= 2009 Eliteserien promotion/relegation play-offs =

Norwegian football league play-offs

The 2009 Eliteserien promotion/relegation play-offs was the 37th time a spot in the Norwegian top flight was decided by play-off matches between top tier and second level clubs.

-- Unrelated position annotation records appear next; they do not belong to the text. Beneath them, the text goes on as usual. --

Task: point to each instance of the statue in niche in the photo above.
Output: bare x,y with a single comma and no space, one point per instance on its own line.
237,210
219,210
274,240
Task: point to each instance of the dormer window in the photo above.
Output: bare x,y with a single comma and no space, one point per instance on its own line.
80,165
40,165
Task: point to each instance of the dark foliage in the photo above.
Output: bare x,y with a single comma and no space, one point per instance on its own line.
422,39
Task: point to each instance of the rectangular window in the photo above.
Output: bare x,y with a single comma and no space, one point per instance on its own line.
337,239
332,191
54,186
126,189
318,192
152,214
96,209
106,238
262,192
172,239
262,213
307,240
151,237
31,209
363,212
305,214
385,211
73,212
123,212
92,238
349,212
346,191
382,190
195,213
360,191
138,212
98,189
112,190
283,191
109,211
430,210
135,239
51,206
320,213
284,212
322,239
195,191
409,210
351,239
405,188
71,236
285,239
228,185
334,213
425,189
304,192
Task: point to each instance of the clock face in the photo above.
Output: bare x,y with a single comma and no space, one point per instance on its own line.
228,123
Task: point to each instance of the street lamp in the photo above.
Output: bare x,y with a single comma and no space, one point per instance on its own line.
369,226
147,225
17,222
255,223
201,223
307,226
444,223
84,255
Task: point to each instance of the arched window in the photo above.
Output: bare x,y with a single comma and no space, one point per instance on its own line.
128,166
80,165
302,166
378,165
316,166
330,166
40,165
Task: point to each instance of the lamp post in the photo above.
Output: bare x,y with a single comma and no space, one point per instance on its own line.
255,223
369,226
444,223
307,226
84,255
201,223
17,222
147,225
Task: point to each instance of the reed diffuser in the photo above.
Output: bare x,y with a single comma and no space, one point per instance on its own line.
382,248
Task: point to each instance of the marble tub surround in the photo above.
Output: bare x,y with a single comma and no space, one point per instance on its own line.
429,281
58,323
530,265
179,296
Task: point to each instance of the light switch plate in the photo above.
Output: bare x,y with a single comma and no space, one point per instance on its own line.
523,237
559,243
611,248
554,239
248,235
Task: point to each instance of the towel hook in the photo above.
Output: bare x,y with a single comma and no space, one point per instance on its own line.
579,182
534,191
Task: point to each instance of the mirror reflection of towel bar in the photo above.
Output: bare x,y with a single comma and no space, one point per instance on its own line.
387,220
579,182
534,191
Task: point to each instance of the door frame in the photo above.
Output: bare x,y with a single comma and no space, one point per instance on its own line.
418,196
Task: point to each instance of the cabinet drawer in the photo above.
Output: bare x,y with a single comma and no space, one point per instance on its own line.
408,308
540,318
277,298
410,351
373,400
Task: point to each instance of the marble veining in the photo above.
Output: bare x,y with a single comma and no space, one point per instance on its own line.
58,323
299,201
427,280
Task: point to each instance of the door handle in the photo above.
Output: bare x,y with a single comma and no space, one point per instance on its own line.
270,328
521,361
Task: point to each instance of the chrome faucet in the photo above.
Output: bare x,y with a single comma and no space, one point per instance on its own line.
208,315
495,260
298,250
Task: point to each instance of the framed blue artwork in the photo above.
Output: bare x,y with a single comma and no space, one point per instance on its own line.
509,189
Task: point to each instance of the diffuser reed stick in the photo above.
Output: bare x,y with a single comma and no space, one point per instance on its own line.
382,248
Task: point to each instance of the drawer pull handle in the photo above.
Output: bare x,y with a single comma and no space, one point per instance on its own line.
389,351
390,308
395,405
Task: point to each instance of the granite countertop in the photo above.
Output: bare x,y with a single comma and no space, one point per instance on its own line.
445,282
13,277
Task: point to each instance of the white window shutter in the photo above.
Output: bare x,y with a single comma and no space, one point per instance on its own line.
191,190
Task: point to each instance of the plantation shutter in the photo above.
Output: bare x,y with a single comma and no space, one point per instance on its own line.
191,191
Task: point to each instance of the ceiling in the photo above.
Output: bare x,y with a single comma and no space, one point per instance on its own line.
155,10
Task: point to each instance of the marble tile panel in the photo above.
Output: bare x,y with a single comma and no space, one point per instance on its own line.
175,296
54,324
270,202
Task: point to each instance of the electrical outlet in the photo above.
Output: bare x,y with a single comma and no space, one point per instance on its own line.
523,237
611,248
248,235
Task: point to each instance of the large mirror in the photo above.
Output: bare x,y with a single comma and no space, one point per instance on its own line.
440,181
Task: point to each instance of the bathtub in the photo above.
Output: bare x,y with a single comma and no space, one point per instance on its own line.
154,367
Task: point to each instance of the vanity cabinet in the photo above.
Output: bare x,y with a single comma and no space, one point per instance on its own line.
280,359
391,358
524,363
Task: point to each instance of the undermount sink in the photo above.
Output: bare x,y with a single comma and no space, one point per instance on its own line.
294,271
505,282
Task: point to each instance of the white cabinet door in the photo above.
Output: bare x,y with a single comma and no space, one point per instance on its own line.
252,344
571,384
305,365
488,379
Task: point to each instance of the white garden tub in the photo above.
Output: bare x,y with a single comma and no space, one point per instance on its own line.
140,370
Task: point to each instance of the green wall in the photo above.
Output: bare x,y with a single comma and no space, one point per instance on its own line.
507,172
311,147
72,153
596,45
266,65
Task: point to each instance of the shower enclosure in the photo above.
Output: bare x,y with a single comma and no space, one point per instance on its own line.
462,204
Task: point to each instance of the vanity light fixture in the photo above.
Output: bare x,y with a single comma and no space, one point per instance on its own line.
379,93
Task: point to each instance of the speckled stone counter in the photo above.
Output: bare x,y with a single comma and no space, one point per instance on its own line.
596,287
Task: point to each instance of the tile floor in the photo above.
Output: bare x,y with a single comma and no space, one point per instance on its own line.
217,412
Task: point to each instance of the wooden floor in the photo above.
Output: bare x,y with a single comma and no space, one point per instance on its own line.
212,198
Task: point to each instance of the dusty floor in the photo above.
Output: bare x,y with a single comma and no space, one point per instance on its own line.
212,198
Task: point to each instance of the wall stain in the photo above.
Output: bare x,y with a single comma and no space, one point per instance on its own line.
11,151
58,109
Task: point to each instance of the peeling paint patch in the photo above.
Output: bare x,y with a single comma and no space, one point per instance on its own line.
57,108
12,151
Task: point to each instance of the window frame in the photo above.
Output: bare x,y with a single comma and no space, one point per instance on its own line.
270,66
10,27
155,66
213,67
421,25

At the end of the 2009 season, Bodø/Glimt and Lyn were relegated directly to the 2010 1. divisjon, and was replaced by Haugesund and Hønefoss who were directly promoted.

==Background==
The play-offs between Eliteserien and 1. divisjon have been held every year since 1972 with exceptions in 1994 and 2011. In 2009, the play-offs took place for the two divisions following the conclusion of the regular season and were contested by the fourteenth-placed club in Eliteserien and the three clubs finishing below the automatic promotion places in 1. divisjon. The fixtures were determined by final league position – two semifinals: 14th in Eliteserien v 5th in 1. divisjon and 4th in 1. divisjon v 5th in 1. divisjon, and the winners then played each other to determine who played in Eliteserien the following season.

==Qualified teams==
Four teams entered a play-off for the last Eliteserien spot for the 2009 season. These were:
- Fredrikstad (14th placed team in the Tippeligaen)
- Kongsvinger (third placed team in the 1. divisjon)
- Sogndal (fourth placed team in the 1. divisjon)
- Sarpsborg 08 (fifth placed team in the 1. divisjon)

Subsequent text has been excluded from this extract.